Tras haber puesto sobre la mesa esta información, Maximov inclina la silla hacia atrás y sonríe amistosamente.
– ¿Significa eso que mi hijo es un asesino?
– ¡Por supuesto que no! ¿Cómo iba a serlo, si nadie ha sido asesinado? Lo que tiene usted ahí delante solamente es, por así decir, un borrador, un borrador especulativo. De hecho, en mi opinión, y es la opinión de un particular, esa es la lista que bien podría haber elaborado un joven con motivos de queja contra la sociedad en general en el espacio de una sola tarde, puede que como forma de darse tono ante la mujer misma a la que está dictando. Así se jacta de su poder sobre la vida y la muerte, de un poder completamente ilusorio. No obstante, el asesinato, la trama del asesinato, es una amenaza directa contra los altos funcionarios del Estado, y eso ya es una cuestión más grave. ¿No está de acuerdo?
– Muy grave. Su deber está bien claro, no creo que requiera mis consejos. Si Nechaev regresa a su país natal, en cuanto llegue tiene usted que arrestarlo. En lo que se refiere a mi hijo, ¿qué se puede hacer? ¿También va a arrestarlo?
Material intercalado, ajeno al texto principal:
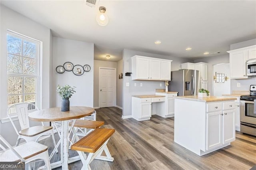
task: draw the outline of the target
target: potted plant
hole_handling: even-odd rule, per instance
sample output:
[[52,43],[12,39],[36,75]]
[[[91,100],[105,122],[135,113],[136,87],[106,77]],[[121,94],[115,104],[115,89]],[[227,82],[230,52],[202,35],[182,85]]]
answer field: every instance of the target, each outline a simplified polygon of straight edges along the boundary
[[75,91],[75,87],[71,87],[69,85],[65,85],[61,87],[60,85],[57,86],[57,93],[60,96],[62,100],[61,102],[61,111],[69,111],[69,98]]
[[199,97],[210,97],[210,91],[208,90],[204,89],[200,89],[198,92]]

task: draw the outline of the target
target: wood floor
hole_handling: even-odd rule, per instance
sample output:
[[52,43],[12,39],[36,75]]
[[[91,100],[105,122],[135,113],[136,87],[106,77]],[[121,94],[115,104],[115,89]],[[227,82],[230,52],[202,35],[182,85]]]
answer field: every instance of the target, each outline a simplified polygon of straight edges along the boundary
[[[103,127],[116,130],[107,145],[114,160],[94,160],[92,170],[249,170],[256,165],[254,136],[237,132],[231,145],[200,156],[174,142],[174,118],[153,115],[138,122],[122,119],[122,110],[116,107],[96,110],[96,120],[105,122]],[[69,168],[80,170],[82,166],[78,161]]]

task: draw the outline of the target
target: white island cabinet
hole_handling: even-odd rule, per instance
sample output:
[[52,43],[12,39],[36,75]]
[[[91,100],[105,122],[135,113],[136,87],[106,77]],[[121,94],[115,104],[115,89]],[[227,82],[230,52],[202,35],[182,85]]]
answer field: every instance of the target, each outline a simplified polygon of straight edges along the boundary
[[236,99],[175,97],[174,142],[199,156],[230,145],[235,139]]

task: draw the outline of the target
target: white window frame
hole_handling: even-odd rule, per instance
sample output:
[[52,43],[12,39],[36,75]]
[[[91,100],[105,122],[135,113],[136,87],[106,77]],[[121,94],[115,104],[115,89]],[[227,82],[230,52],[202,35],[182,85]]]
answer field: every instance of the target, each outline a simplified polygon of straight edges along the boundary
[[[29,42],[32,42],[36,44],[36,74],[35,75],[28,75],[28,74],[25,74],[23,73],[8,73],[6,69],[6,73],[7,73],[7,77],[6,77],[6,91],[8,92],[8,76],[18,76],[18,77],[21,77],[23,79],[23,93],[21,94],[21,95],[22,95],[23,97],[23,102],[24,102],[24,95],[26,94],[24,91],[24,77],[35,77],[36,78],[36,102],[35,105],[39,109],[41,109],[41,103],[42,103],[42,93],[41,93],[41,89],[42,89],[42,83],[40,83],[41,81],[41,74],[42,74],[41,71],[41,67],[40,67],[41,64],[40,62],[41,62],[41,55],[42,55],[42,52],[41,51],[41,49],[42,48],[42,42],[38,41],[35,39],[28,37],[27,36],[21,34],[20,34],[18,33],[17,32],[8,30],[6,34],[6,37],[7,35],[9,35],[10,36],[16,37],[18,38],[20,38],[22,39],[22,49],[23,50],[23,41],[24,40],[27,40]],[[7,43],[7,40],[6,39],[6,45],[8,44]],[[6,45],[6,47],[7,46]],[[6,66],[7,66],[7,62],[8,62],[8,55],[9,54],[8,53],[8,51],[6,49]],[[26,56],[23,56],[23,51],[21,55],[17,55],[15,54],[16,55],[18,55],[21,56],[23,59],[23,57],[26,57]],[[28,57],[29,58],[29,57]],[[22,69],[23,65],[22,65]],[[8,93],[7,93],[7,98],[6,100],[7,102],[7,105],[6,107],[7,108],[8,107],[8,97],[9,96],[12,95],[9,95],[8,94]]]

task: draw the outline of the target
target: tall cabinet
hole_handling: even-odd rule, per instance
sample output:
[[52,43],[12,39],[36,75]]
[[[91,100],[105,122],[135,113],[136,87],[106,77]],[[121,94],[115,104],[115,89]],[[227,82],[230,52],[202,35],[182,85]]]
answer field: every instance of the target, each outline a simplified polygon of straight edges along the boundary
[[181,64],[181,69],[189,69],[199,71],[200,89],[207,89],[208,64],[200,62],[196,63],[185,63]]
[[229,53],[230,79],[247,79],[246,60],[256,57],[256,45],[227,52]]

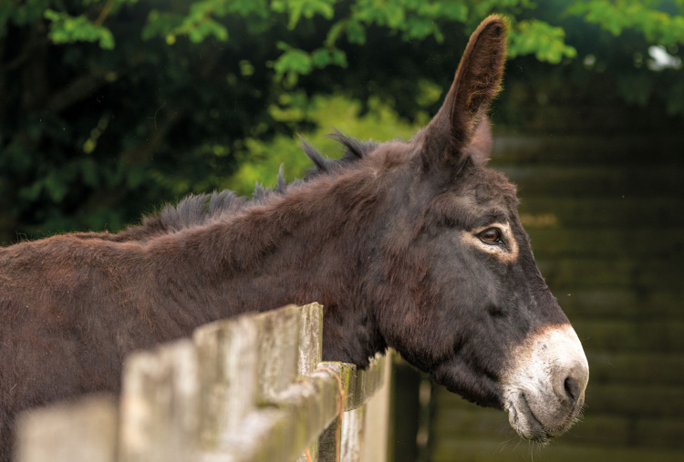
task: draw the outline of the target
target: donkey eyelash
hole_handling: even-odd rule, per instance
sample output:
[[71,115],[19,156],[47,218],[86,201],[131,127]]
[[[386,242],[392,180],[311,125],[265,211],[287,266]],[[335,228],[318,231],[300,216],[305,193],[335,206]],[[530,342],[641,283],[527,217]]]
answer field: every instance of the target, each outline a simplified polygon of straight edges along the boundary
[[503,241],[503,231],[495,226],[492,226],[478,232],[477,237],[482,241],[482,243],[487,245],[503,245],[506,247]]

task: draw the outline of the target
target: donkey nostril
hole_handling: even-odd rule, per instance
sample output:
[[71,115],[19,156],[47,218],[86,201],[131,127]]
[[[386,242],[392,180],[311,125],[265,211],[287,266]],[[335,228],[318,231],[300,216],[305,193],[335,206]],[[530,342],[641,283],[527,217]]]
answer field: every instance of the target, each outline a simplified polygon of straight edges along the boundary
[[565,382],[565,395],[570,398],[573,403],[579,399],[579,384],[573,377],[567,377]]

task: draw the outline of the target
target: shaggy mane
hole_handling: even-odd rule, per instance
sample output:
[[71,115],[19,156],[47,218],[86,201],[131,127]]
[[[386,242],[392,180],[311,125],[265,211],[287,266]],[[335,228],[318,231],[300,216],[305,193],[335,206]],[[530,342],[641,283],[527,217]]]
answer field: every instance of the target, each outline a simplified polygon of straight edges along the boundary
[[[295,180],[287,183],[281,165],[275,186],[266,188],[257,182],[251,200],[228,190],[214,191],[211,194],[190,194],[176,205],[167,204],[160,211],[143,217],[142,223],[140,225],[130,226],[116,234],[104,234],[110,240],[128,241],[149,238],[156,234],[173,233],[194,226],[202,226],[212,221],[233,215],[253,205],[261,205],[275,195],[284,195],[293,185],[309,181],[321,175],[335,175],[345,167],[364,159],[378,146],[373,141],[355,139],[339,130],[335,130],[329,138],[342,146],[344,154],[340,159],[326,158],[306,139],[299,137],[302,150],[314,164],[303,180]],[[96,235],[102,237],[103,233],[80,234],[82,237],[96,237]]]

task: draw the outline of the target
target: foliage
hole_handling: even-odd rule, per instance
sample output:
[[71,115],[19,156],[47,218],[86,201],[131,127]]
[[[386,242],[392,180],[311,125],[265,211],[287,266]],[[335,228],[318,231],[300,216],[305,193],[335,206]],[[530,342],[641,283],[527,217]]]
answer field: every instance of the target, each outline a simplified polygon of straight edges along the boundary
[[[510,20],[514,58],[501,121],[520,121],[523,98],[589,81],[602,93],[587,98],[684,114],[683,11],[681,0],[2,2],[0,241],[116,230],[188,192],[247,190],[281,163],[298,175],[295,132],[324,148],[333,126],[408,137],[492,12]],[[656,66],[655,46],[673,64]]]

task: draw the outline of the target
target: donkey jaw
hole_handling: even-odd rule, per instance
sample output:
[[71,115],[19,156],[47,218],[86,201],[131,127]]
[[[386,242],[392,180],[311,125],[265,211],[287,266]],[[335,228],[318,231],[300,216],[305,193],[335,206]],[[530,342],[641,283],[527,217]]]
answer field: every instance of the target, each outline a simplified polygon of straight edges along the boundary
[[577,420],[585,403],[589,364],[569,324],[529,334],[513,349],[513,368],[502,377],[511,426],[525,439],[545,442]]

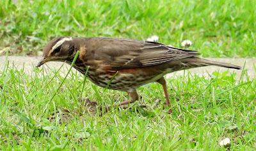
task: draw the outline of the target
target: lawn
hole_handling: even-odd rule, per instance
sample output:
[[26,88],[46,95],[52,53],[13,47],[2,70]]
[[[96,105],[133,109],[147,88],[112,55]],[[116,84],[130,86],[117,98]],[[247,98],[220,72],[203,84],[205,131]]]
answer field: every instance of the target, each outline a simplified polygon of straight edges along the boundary
[[[203,57],[256,57],[255,1],[0,1],[0,55],[40,55],[49,39],[62,35],[157,35],[176,47],[189,40],[189,48]],[[184,72],[166,80],[172,107],[164,104],[161,85],[152,83],[138,89],[141,98],[129,108],[102,114],[86,99],[104,106],[127,94],[73,70],[1,66],[1,150],[226,150],[219,145],[225,138],[231,150],[256,148],[256,80],[246,69],[238,78]]]
[[218,146],[225,138],[232,150],[256,145],[256,81],[246,70],[239,78],[215,72],[210,78],[186,73],[168,79],[171,114],[161,86],[151,83],[139,89],[142,98],[131,108],[100,116],[99,110],[88,111],[86,98],[113,104],[127,99],[126,93],[84,83],[72,71],[65,80],[58,69],[46,73],[47,66],[31,73],[4,67],[0,150],[225,150]]
[[[13,1],[15,1],[13,3]],[[0,1],[0,54],[40,55],[59,36],[184,40],[204,57],[256,57],[256,1]]]

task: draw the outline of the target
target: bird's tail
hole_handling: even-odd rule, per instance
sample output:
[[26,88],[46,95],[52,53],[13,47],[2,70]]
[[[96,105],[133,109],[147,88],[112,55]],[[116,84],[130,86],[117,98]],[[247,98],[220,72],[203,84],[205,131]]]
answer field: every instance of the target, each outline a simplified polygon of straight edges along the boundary
[[205,64],[205,66],[212,65],[212,66],[221,66],[221,67],[225,67],[225,68],[232,68],[232,69],[241,69],[241,66],[238,66],[234,65],[232,64],[220,62],[217,62],[217,61],[209,61],[209,60],[207,60],[207,59],[202,59],[202,58],[198,58],[198,57],[195,57],[195,61],[194,60],[194,61],[195,62],[202,64]]

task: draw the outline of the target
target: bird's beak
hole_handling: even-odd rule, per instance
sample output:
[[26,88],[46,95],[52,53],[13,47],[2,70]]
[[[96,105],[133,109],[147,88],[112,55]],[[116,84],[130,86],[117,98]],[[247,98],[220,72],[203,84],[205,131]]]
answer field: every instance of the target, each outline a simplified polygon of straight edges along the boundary
[[45,58],[43,57],[41,59],[41,60],[39,61],[38,64],[36,65],[36,68],[41,66],[42,65],[43,65],[44,63],[45,63],[47,61],[48,61],[48,59],[47,58]]

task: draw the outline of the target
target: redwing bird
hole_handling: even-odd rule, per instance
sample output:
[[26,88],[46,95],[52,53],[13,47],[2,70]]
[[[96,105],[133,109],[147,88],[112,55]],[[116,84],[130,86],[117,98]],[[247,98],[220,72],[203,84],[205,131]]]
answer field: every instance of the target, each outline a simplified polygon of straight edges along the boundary
[[173,71],[193,68],[217,66],[239,69],[241,67],[196,57],[196,51],[168,47],[152,41],[107,38],[59,37],[44,48],[42,59],[37,67],[48,61],[71,64],[80,51],[74,68],[85,74],[95,84],[108,89],[125,91],[128,101],[138,99],[136,89],[157,82],[163,85],[167,104],[170,104],[164,76]]

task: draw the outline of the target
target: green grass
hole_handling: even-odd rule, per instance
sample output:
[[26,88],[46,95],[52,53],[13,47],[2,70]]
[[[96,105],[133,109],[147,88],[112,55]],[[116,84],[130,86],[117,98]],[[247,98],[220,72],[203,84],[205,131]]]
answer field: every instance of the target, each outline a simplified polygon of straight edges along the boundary
[[4,67],[0,150],[225,150],[218,143],[226,137],[231,150],[255,149],[256,81],[246,70],[238,78],[215,72],[210,78],[186,73],[168,79],[172,114],[163,104],[161,86],[150,83],[138,89],[142,99],[130,109],[113,109],[100,117],[99,111],[88,112],[81,100],[112,104],[127,99],[127,94],[88,80],[82,91],[84,77],[72,71],[64,81],[56,70],[26,73],[7,62]]
[[256,56],[256,1],[0,1],[0,54],[40,55],[59,36],[152,35],[180,47],[184,40],[204,57]]

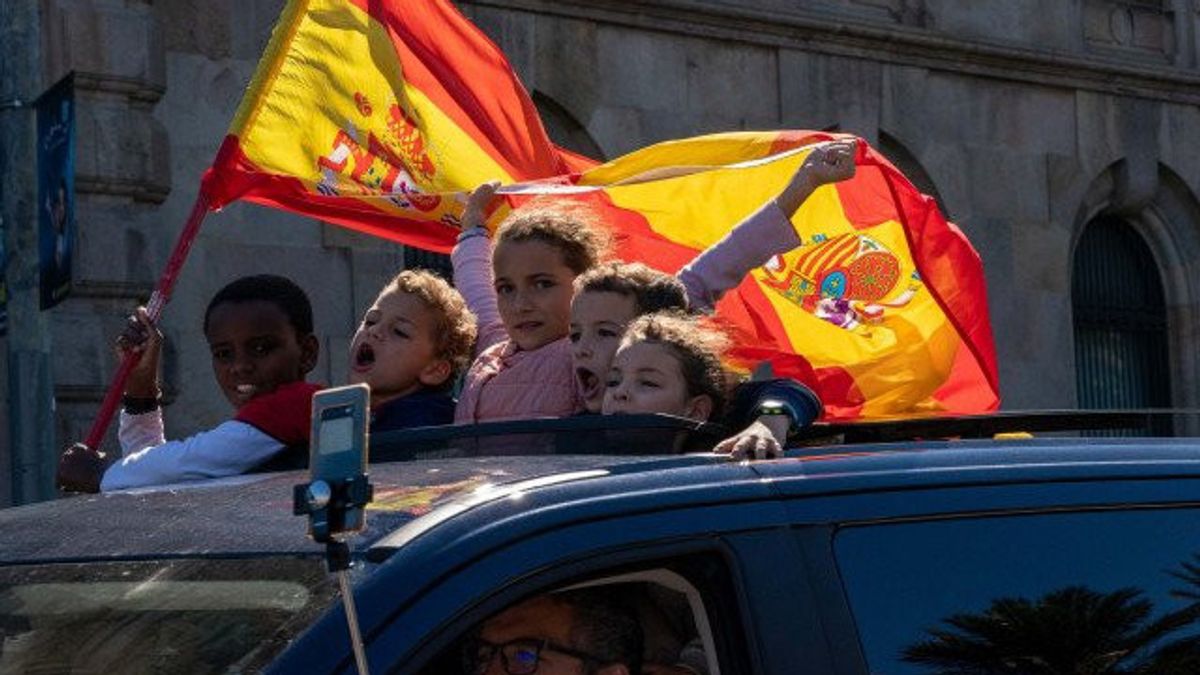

– ¡Ja, ja! ¡Como broma no está mal, Fiodor Mijailovich! No, no podemos arrestarlo por más que quisiéramos, pues ya se ha ido a un lugar mejor que este. Pero ha dejado algunas cosas aquí. Ha dejado papeles, más papeles de los que debiera poseer cualquier conspirador que se precie. También nos ha dejado algunos interrogantes. Por ejemplo, ¿por qué se quitó la vida? Permítame que se lo pregunte directamente. ¿Por qué cree usted que se quitó la vida?
La sala da vueltas ante sus ojos. El rostro del investigador parece elevarse como un enorme globo de color rosa.
– Él no se quitó la vida -susurra-. Usted no ha entendido nada, no sabe nada de él.
– ¡Por supuesto que no! De su hijastro y de las vicisitudes de su existencia no he entendido ni un adarme, ni tampoco pretendo saber nada. Lo que sí espero entender, en un sentido material e inquisitivo, es qué motivos le impulsaron a morir. Por ejemplo, ¿había sido amenazado? ¿Le amenazó uno de sus correligionarios con denunciarle? Y el miedo a las consecuencias de la denuncia ¿le inquietó tanto que llegó a quitarse la vida? ¿O es acaso posible que no se quitara la vida? ¿Es posible que, por razones que aún desconocemos, fuese tenido por traidor a la causa de la Venganza del Pueblo y fuera asesinado entonces de una manera particularmente cruel? Esas son algunas de las preguntas que no me puedo quitar de la cabeza. Esa es la razón por la cual he aprovechado esta fortuita ocasión de hablar con usted, Fiodor Mijailovich. Y es que si usted no le conoce, habiendo sido su padrastro y su protector durante tantos años, en ausencia de sus padres naturales, ¿quién le conoce?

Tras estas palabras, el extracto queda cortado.